(FORTUNE Magazine) – What killed the cat makes us rich. To be more specific: If it weren't for the intellectual curiosity of engineers and scientists thinking things through, trying out ideas, and taking wild guesses in R&D labs across the country, we'd have half the economy we have today. In a recent report on R&D, the American Association for the Advancement of Science estimates that as much as 50% of U.S. economic growth during the half-century since the FORTUNE 500 came into existence has been due to advances in technology.

For corporations, R&D has been a fabulous investment. The Industrial Research Institute in Arlington, Va., an association that brings together research managers to share best practices, calculates that each dollar spent on R&D brings an average return of about three dollars. Of course, the focus of R&D in America has changed a lot over the years, as the defense-driven Cold War era gave way to the electronics and communications explosion of the Internet age, and as biotech has taken off. Lately, homeland security spending has unleashed another wave of investment.

As the focus of the research has changed, so has the style of the organizations doing the work. Early giants of invention such as Bell Labs and the research wings of companies like DuPont and GE found themselves in a world where technical knowledge was becoming widely dispersed. At the same time, growing global competition meant that R&D labs had to turn from pursuits that might possibly win Nobel Prizes to ones that more directly supported their parent companies' need to get better products to market quicker. No longer could any organization hope to employ all the smart mystery solvers in a given field.

Today some of America's greatest companies view R&D less as a strictly in-house process than as a kind of international bazaar of ideas. Intel, for example, has an "acquire and develop" strategy; its Intel Capital unit invests in numerous startups working on potentially hot technologies in order to have access to those that succeed. Eli Lilly established and spun out a venture called InnoCentive, which posts on the Internet technical challenges it wants solved and the money it is willing to pay. Nobel laureate physicist Arno Penzias, a former chief scientist at Bell Labs who is now a venture capitalist, sums up the trend in R&D management as being governed by the same "make or buy" template that manufacturers use to decide where to get ingredients and components for products. "Make or buy is what it's about now in R&D," he says. "You've got to decide what to acquire vs. what to grow in your own greenhouse."

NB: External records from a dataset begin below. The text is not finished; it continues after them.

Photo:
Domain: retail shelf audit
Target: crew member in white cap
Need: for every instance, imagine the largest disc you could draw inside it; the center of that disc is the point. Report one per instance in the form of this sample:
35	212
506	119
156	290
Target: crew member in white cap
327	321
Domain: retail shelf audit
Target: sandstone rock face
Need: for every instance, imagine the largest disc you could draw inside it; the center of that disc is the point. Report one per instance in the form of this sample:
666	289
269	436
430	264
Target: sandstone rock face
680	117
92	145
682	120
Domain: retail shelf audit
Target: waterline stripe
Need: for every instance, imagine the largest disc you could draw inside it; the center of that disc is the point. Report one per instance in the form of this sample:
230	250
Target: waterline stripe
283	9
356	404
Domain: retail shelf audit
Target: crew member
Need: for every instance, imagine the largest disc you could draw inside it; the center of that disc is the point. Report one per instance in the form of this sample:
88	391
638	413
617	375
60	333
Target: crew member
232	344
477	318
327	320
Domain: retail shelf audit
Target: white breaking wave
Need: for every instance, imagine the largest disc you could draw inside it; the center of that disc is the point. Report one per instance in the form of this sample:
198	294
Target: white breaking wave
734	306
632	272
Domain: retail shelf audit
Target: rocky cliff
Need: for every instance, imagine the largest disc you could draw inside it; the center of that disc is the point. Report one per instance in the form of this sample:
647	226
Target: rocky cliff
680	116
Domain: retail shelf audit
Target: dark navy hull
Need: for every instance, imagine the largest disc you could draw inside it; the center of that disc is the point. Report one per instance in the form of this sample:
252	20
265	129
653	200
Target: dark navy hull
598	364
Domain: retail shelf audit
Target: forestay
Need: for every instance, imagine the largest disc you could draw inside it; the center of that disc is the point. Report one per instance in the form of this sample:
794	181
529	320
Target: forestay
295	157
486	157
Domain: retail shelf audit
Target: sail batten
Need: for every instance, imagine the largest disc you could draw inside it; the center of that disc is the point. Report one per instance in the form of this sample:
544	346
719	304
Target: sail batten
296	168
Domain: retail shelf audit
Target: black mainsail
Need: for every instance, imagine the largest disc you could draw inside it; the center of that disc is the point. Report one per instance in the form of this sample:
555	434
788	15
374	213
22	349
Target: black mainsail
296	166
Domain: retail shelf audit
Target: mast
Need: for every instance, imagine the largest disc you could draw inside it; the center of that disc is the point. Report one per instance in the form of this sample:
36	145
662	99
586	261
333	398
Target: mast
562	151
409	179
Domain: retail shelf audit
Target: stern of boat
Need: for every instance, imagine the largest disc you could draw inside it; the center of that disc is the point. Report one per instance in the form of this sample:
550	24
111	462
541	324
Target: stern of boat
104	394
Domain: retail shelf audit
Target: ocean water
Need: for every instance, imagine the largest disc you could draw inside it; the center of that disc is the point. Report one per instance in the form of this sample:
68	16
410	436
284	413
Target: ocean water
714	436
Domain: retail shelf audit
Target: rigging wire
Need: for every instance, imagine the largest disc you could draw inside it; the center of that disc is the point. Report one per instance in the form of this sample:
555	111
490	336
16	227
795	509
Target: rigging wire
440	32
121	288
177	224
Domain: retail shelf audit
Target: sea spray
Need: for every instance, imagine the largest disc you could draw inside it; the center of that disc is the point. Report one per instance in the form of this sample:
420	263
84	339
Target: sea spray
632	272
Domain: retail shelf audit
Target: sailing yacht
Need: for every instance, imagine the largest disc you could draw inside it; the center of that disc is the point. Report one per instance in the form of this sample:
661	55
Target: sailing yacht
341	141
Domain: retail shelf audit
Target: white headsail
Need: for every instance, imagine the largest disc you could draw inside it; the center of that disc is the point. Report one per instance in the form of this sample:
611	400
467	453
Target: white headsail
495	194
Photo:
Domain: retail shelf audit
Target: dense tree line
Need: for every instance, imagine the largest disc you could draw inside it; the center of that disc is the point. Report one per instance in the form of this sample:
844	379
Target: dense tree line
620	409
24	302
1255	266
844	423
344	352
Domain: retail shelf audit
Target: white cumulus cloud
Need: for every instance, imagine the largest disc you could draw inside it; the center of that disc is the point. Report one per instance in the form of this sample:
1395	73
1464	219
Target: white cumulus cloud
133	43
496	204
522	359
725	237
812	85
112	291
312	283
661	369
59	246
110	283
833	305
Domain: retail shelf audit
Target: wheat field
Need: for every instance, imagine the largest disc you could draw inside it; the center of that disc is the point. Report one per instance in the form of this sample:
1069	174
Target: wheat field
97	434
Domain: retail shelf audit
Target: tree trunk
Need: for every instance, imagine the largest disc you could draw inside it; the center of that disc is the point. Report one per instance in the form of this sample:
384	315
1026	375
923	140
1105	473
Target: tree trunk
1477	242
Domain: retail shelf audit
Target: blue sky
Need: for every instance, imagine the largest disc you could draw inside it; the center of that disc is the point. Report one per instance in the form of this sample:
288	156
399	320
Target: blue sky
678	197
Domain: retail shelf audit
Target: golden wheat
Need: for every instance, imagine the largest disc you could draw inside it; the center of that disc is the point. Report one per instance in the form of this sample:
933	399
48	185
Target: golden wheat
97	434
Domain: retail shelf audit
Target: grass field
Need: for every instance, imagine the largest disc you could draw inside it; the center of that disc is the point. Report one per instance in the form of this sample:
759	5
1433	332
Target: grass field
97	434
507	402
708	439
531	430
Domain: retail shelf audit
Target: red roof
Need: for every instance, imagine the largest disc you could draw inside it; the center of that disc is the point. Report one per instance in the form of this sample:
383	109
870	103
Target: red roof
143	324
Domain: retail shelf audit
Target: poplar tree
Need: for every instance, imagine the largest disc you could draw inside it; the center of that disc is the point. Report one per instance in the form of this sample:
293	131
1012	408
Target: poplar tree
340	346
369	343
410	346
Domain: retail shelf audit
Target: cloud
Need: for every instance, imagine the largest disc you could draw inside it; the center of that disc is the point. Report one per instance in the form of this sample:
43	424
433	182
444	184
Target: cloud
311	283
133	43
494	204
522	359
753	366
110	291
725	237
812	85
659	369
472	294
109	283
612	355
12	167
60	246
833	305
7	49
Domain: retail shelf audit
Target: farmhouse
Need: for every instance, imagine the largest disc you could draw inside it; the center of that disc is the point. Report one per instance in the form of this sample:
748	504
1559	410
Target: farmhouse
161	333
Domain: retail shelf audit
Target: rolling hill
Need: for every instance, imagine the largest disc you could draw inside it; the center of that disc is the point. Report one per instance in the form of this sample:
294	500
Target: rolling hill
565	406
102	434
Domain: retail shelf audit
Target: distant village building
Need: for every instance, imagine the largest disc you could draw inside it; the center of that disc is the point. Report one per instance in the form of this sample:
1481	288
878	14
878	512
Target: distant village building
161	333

On the following pages, we give a big tip of the hat to the crown jewels of the FORTUNE 500, R&D labs and the marvels they've spawned.

Bell Labs, Laser

When scientists Arthur Schawlow and Charles Townes at Bell Labs published a technical paper in 1958 describing the principles of what would come to be known as the laser, they couldn't have imagined how widespread their invention would become. Telecommunications, surgery, welding, computer printers, bar-code scanners, and CD players are some of the uses for the beams of coherent light zillions of lasers produce. In the 1964 photo at right, researcher George Douglas adjusts a prism at the end of a 33-foot laser.

Lockheed, SR-71

Blackbird America's deadly cold war rivalry with the Soviet Union unleashed a torrent of funding for developing military technologies, many of them airborne. No machine better exemplifies the ingenuity engineers brought to bear than the SR-71 Blackbird, a superfast spy plane born at Lockheed's Skunk Works lab under the leadership of aeronautical genius Clarence "Kelly" Johnson. He and his engineers conceived the Blackbird as a faster, higher-flying successor to Lockheed's 475-mph U-2, one of which was shot down over the Soviet Union in 1960. With a cruising speed of 2,100 mph, the Blackbird stymied Russian surface-to-air missile designers when it began flying in 1962.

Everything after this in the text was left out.